Amputation of the nonregenerative neonatal mouse digit/limb has been used to demonstrate and characterize BMP induced regeneration 3, 4, 6, 11, 64. In amputated neonatal digits, BMP2 targeted treatment stimulates skeletal elongation by inducing the formation of a distal endochondral ossification center (EOC) at the amputation wound that functions as a morphogenetic center to organize the regeneration of new bone onto the stump 64. Targeted BMP treatment involves loading BMP onto a vehicle that is engrafted into the amputation wound after wound closure. This allows for transient release of BMP over a 2‐ to 3‐day period, and during that time the EOC is established. The actual regeneration of new bone is mediated by the EOC and is independent of additional BMP treatment. An important aspect of these studies is that the skeletal structure induced to regenerate is dictated by the amputation level and not by the BMP treatment itself, thus BMP is functioning as a morphogenetic agent to establish the EOC and not as a morphogen to dictate the structure that regenerates. These findings suggest the cells at differing amputation levels are regeneration responsive and retain a positional memory that can be triggered to determine the appropriate structure of the regenerate 64. This conclusion is supported by a number of different studies showing BMP induced regeneration is specific to distinct amputation levels in mice 3, 4, 6, 11, 64. Notably, in vitro studies using fibroblasts isolated from P3 (regeneration‐competent) or P2 (regeneration‐incompetent), digit regions suggest that these cells retain positional characteristics, but that positional memory alone does not limit or induce a regeneration response 65.

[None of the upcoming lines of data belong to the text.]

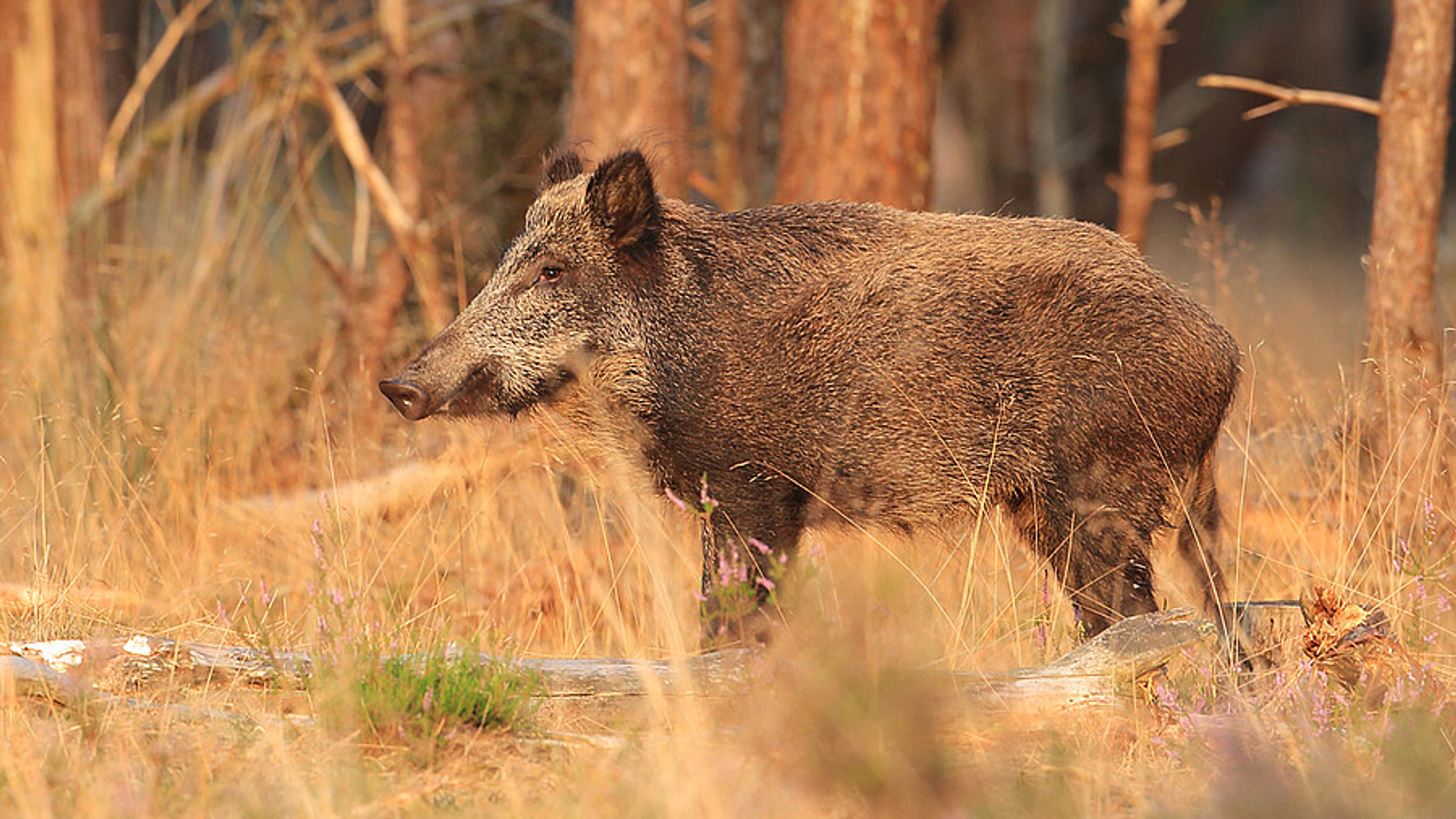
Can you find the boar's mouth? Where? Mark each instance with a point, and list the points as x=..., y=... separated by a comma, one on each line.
x=482, y=392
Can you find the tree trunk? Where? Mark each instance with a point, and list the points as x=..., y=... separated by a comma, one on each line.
x=1147, y=24
x=31, y=209
x=1404, y=341
x=859, y=99
x=629, y=82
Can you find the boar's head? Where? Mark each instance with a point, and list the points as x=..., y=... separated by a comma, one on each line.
x=565, y=290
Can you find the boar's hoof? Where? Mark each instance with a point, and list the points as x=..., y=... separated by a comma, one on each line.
x=408, y=398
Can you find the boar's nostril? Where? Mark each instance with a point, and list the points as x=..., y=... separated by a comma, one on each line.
x=408, y=398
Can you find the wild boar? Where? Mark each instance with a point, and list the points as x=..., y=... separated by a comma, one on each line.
x=852, y=362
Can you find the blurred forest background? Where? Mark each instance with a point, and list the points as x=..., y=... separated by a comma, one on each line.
x=989, y=105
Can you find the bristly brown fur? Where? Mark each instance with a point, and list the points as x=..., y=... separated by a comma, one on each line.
x=830, y=360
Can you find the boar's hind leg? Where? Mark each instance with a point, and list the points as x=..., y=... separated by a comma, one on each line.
x=1199, y=532
x=1098, y=553
x=745, y=557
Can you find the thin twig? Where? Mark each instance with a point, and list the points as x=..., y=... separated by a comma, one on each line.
x=1286, y=96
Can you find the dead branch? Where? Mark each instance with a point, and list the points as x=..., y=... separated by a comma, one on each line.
x=1286, y=96
x=356, y=149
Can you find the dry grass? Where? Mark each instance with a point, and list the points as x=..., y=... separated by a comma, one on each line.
x=200, y=460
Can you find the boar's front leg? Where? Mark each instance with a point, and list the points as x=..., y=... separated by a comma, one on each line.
x=746, y=556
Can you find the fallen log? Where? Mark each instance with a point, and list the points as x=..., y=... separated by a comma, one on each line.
x=1100, y=670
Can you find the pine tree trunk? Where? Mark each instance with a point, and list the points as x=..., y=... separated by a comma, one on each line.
x=52, y=127
x=859, y=99
x=31, y=202
x=629, y=83
x=1404, y=341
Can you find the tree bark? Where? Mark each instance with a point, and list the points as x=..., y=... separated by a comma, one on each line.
x=629, y=82
x=859, y=99
x=417, y=260
x=1147, y=31
x=1404, y=341
x=33, y=209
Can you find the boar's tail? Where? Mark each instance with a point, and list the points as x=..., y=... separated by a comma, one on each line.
x=1199, y=532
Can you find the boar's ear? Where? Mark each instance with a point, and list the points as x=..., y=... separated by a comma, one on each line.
x=560, y=167
x=622, y=197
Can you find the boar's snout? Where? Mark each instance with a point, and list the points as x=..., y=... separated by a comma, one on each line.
x=410, y=400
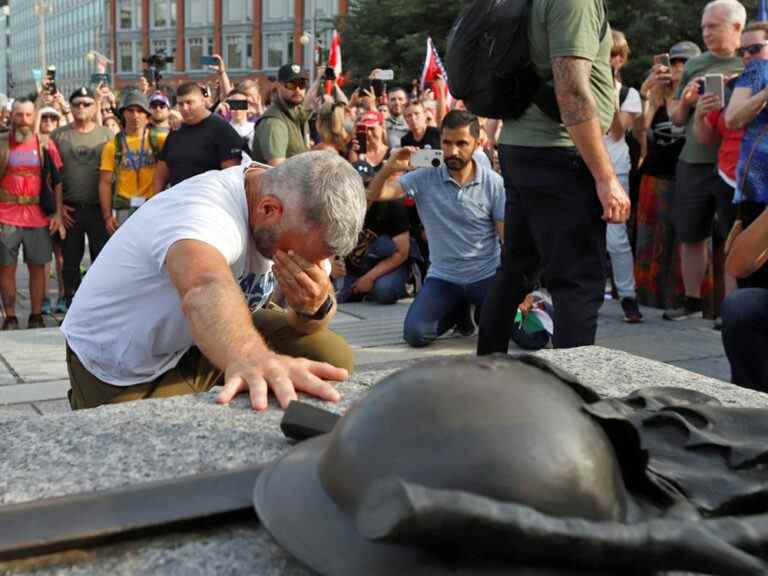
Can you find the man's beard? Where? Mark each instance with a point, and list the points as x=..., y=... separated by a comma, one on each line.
x=22, y=133
x=265, y=239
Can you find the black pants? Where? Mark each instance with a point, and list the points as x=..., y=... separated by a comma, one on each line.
x=552, y=228
x=88, y=221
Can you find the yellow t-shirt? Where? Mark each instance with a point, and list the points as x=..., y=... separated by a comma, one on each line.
x=134, y=160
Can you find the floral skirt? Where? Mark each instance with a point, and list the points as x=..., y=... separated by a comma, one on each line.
x=657, y=260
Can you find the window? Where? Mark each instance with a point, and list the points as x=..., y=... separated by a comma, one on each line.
x=199, y=12
x=197, y=47
x=162, y=13
x=125, y=57
x=278, y=10
x=278, y=49
x=238, y=10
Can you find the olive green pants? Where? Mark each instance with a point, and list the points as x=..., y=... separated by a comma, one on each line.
x=194, y=373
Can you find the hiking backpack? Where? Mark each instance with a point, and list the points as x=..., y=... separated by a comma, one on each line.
x=488, y=61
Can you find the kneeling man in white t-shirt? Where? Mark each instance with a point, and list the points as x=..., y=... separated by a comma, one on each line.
x=179, y=299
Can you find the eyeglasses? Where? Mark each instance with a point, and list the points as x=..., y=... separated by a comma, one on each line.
x=752, y=49
x=300, y=83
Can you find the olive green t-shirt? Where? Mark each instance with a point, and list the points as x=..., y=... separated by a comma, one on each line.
x=560, y=28
x=81, y=156
x=707, y=63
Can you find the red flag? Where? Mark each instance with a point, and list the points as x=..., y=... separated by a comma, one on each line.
x=334, y=61
x=433, y=67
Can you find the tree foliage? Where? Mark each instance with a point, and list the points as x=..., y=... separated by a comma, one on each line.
x=393, y=33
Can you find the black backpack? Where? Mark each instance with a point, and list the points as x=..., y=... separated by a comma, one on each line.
x=489, y=65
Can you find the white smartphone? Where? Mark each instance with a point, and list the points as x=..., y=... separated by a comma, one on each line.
x=385, y=75
x=427, y=159
x=715, y=84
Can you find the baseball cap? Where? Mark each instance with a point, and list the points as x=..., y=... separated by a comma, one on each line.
x=371, y=118
x=290, y=72
x=82, y=92
x=49, y=111
x=159, y=97
x=684, y=50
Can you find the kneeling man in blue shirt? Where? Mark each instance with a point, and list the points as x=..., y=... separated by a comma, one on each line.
x=461, y=205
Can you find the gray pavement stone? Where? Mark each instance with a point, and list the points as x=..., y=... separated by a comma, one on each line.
x=148, y=440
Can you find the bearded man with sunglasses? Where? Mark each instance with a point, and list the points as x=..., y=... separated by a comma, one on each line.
x=80, y=144
x=283, y=130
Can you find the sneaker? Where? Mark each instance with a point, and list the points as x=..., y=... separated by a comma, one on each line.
x=61, y=306
x=631, y=311
x=691, y=308
x=47, y=308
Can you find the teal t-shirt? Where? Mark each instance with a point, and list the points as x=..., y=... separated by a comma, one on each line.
x=559, y=28
x=707, y=63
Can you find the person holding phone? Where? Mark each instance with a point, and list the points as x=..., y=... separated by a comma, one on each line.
x=700, y=193
x=283, y=130
x=746, y=111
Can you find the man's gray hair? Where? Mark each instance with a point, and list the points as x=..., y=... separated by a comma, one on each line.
x=734, y=11
x=327, y=190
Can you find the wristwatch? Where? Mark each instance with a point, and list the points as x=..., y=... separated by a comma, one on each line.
x=321, y=312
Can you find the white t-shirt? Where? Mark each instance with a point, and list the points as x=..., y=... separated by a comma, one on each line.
x=126, y=324
x=618, y=150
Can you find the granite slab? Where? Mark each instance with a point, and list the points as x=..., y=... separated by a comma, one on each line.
x=114, y=446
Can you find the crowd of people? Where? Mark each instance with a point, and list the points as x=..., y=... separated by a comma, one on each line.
x=475, y=218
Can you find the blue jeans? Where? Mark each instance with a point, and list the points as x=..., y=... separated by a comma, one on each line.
x=439, y=306
x=745, y=336
x=387, y=289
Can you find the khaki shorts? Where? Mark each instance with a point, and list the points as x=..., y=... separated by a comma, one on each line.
x=36, y=241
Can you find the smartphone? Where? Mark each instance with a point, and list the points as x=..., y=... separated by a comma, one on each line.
x=715, y=84
x=238, y=104
x=662, y=59
x=383, y=75
x=427, y=159
x=362, y=141
x=378, y=88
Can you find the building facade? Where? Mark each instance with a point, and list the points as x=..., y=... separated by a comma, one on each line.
x=254, y=37
x=53, y=32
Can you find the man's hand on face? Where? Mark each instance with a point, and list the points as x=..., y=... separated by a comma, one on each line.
x=305, y=285
x=284, y=375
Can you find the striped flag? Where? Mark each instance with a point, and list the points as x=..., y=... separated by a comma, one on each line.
x=433, y=67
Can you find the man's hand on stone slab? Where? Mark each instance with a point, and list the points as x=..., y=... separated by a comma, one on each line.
x=284, y=375
x=305, y=285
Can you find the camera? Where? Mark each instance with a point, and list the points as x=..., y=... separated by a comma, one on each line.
x=155, y=63
x=427, y=159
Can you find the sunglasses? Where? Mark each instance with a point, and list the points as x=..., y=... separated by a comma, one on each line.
x=752, y=49
x=300, y=83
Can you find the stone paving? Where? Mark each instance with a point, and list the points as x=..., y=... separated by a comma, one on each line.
x=33, y=374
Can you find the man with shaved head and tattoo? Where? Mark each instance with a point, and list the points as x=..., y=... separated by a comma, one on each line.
x=561, y=186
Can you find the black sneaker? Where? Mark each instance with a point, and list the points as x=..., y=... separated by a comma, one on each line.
x=691, y=308
x=631, y=311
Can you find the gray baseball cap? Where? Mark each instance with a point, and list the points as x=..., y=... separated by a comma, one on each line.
x=684, y=50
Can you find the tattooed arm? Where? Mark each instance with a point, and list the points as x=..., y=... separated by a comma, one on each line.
x=579, y=114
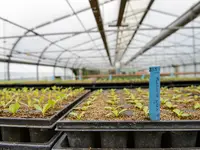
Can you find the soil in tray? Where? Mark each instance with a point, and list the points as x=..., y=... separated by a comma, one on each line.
x=180, y=103
x=34, y=103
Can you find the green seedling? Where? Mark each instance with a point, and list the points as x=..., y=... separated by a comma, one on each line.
x=139, y=90
x=196, y=105
x=13, y=108
x=112, y=102
x=170, y=105
x=196, y=97
x=118, y=113
x=139, y=105
x=4, y=104
x=52, y=103
x=176, y=97
x=88, y=103
x=163, y=101
x=131, y=97
x=180, y=113
x=115, y=111
x=76, y=115
x=84, y=108
x=146, y=110
x=43, y=109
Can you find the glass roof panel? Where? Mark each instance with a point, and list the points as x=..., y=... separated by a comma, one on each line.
x=33, y=12
x=31, y=44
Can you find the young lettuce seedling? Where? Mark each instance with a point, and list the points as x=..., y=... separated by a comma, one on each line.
x=170, y=105
x=13, y=108
x=139, y=105
x=43, y=109
x=146, y=110
x=76, y=115
x=116, y=111
x=163, y=101
x=197, y=106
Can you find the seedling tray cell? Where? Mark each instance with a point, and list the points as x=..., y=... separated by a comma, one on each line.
x=62, y=144
x=30, y=146
x=38, y=122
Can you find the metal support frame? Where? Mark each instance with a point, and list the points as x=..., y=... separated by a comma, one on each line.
x=97, y=14
x=121, y=12
x=37, y=27
x=181, y=21
x=139, y=24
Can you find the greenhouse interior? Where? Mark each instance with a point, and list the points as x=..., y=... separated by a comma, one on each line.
x=99, y=74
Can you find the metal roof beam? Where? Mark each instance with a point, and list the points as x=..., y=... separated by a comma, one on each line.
x=97, y=14
x=121, y=11
x=141, y=21
x=27, y=63
x=184, y=19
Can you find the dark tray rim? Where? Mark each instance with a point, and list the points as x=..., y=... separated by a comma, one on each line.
x=100, y=125
x=58, y=146
x=39, y=122
x=48, y=144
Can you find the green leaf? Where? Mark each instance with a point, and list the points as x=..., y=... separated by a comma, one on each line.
x=13, y=108
x=116, y=113
x=52, y=103
x=123, y=110
x=197, y=106
x=88, y=103
x=163, y=101
x=139, y=105
x=170, y=105
x=37, y=107
x=80, y=115
x=45, y=108
x=73, y=114
x=178, y=112
x=3, y=104
x=108, y=108
x=185, y=115
x=146, y=110
x=84, y=108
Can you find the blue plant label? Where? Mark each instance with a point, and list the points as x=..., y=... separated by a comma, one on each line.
x=80, y=77
x=154, y=93
x=142, y=77
x=172, y=74
x=110, y=77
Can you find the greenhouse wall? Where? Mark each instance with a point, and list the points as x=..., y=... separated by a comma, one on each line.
x=3, y=72
x=45, y=73
x=22, y=72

Regenerative Failure and Induced Regeneration in Adults

Amputation of the mouse digit at the level of the P2 bone has emerged as a standardized system to investigate regenerative failure 7, 11, 50, 64, 66, 67, 68, 69, 70, 71, 72, 73. P2 amputation removes all distal elements and traverses multiple tissue types, including the P2 diaphysis, bone marrow, dorsal elastic claw ligament, digital flexor tendon, and skin 74, and ultimately results in skeletal truncation covered by a fibrotic scar 50. While the outcome of amputation is skeletal truncation, the injury response is quite dynamic and initiates a skeletal repair response analogous to the proximal bone segment of long bone fracture repair 50. The well‐characterized cellular events of fracture repair are delineated into several stages, including inflammation, cartilaginous callus formation, boney callus formation, and eventual remodeling of the boney callus into a structure that resembles the preinjury bone 75, 76, 77, 78, 79. Likewise, P2 amputation initiates an inflammatory response that is followed by proliferation of local periosteal cells that differentiate into chondrocytes that form a cartilaginous callus external to the bone surface, that is, the peripheral callus. Vascular invasion and osteoblast recruitment reorganize the cartilaginous peripheral callus into a woven boney callus, and this is followed by remodeling of the boney callus into a lamellar structure that largely resembles the original bone stump 50. After remodeling, the truncated stump bone appears identical to the amputated P2 element, so there is the impression that the injury response is largely inert. However, the response is dynamic and consistent with the conclusion that the injury response involves an attempt at regeneration that ultimately fails 50. Because this injury response is dynamic, it establishes a model to test strategies for enhancing a regenerative response.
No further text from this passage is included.